Ha surgido en las redes sociales una discusión en torno a la decisión de la Suprema Corte de Justicia de la Nación sobre avalar la reforma constitucional en Baja California que protege a la vida desde la concepción, por lo cual el aborto se considera un delito casi tan grave como el homicidio. Un delito por el cual al menos 23 mujeres están cumpliendo condenas en las prisiones de ese estado. Pero lo mismo sucede en San Luis Potosí, Guanajuato, Puebla, Veracruz, Hidalgo y al menos otros 11 estados del país, donde se pasaron leyes antiaborto desde la despenalización del aborto en la Ciudad de México, en abril de 2007, donde más de 58 mil mujeres han interrumpido el embarazo de manera segura. Esa fue una decisión ratificada por la misma Suprema Corte, que en mayo de 2009 dejó por escrito: “Este tribunal considera que la medida utilizada por el legislador resulta de este modo idónea para salvaguardar los derechos de las mujeres, pues la no penalización de la interrupción del embarazo tiene como contraparte la libertad de las mujeres para que decidan respecto de su cuerpo, de su salud física y mental e, incluso, respecto de su vida, pues no podemos desconocer que aun en la actualidad, como lo refiere claramente el legislador del DF en su exposición de motivos, existe mortandad materna”.
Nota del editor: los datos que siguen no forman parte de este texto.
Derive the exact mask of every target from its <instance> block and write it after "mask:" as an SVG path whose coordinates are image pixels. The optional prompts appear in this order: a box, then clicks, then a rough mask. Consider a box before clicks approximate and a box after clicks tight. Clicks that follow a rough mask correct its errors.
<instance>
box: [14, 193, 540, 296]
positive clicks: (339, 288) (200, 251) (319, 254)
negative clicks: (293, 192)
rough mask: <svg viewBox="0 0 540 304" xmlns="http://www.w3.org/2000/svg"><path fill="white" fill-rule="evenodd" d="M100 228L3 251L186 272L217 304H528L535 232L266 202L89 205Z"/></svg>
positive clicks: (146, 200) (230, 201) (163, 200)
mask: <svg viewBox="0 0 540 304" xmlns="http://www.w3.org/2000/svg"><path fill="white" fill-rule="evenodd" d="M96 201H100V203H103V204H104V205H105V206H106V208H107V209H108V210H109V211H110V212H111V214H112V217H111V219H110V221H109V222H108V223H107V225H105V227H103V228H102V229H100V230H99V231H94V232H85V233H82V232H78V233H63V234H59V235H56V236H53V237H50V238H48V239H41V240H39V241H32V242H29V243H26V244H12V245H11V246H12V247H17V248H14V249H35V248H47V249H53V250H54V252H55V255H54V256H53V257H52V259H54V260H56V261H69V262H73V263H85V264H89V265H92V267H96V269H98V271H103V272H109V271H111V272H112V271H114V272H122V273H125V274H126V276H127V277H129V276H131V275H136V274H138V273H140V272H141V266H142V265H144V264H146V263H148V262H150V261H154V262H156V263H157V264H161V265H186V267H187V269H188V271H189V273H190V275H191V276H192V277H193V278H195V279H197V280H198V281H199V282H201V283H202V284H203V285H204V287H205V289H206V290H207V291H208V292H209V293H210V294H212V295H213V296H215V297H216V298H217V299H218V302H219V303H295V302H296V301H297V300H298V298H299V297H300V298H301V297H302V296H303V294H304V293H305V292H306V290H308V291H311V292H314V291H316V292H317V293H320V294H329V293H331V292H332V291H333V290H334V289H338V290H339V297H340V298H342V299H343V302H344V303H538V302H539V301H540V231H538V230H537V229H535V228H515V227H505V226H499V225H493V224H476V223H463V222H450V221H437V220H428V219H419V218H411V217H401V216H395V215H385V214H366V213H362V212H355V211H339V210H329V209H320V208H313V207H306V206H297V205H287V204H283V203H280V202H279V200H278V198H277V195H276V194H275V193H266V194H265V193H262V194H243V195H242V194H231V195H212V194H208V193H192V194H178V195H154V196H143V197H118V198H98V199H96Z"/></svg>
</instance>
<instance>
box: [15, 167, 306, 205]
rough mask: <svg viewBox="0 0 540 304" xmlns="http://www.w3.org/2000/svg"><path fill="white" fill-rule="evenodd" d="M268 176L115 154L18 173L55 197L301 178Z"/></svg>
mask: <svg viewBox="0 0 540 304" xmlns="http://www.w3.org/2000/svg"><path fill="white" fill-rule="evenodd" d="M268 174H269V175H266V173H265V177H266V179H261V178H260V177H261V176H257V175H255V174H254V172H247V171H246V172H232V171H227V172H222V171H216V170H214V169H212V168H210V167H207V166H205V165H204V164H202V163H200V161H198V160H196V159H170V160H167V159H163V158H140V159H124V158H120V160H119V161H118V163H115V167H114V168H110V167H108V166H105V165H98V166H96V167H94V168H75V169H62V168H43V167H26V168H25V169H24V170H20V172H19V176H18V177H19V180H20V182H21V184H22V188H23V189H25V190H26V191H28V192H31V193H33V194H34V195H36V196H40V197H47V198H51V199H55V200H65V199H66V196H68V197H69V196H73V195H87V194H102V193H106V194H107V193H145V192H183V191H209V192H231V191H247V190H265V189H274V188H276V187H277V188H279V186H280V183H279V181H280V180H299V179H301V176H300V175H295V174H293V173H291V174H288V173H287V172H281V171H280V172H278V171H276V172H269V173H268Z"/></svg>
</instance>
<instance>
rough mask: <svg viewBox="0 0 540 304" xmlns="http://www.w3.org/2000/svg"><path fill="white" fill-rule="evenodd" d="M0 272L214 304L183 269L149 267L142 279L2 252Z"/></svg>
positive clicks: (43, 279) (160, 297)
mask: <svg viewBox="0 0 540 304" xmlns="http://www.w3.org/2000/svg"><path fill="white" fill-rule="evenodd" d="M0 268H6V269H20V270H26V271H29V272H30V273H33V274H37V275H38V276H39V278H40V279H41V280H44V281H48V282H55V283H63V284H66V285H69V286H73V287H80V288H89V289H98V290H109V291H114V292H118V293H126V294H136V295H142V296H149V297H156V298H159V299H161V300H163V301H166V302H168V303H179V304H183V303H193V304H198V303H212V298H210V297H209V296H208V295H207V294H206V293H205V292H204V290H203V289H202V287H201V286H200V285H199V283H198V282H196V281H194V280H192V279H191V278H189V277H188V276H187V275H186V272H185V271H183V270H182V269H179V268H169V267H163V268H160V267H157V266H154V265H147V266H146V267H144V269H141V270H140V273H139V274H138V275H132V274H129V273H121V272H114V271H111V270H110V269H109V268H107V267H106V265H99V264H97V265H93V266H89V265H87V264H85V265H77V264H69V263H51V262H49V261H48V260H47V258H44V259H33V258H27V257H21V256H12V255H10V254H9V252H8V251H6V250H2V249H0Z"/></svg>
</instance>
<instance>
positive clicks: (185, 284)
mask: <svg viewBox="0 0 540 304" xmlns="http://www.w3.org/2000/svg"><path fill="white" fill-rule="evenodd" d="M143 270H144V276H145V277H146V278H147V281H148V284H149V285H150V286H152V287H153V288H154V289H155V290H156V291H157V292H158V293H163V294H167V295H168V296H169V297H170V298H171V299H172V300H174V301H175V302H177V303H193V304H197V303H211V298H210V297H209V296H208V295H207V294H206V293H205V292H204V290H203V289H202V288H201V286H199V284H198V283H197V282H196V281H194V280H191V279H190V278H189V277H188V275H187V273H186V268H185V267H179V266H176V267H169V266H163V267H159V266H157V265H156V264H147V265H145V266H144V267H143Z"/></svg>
¿Qué pasó entre mayo de 2009 y 2011 para que los ministros se acobardaran (no todos, fueron 7 votos, contra 4, de los 8 que se necesitaban para echar atrás la reforma)? Qué tristeza ver un país donde un personaje nefasto como Jorge Serrano Limón, dirigente de Provida, se pueda ir a celebrar el resultado de la Corte mientras que miles de mujeres seguirán obligadas a “decidir” entre: tener a un hijo no deseado, muchas veces solas, sin dinero y sin apoyo del hombre que las embarazó (algunas veces como consecuencia de una violación) o buscar un aborto clandestino que las puede llevar a la cárcel o a la muerte.

"¡Saquen sus rosarios de nuestros ovarios!"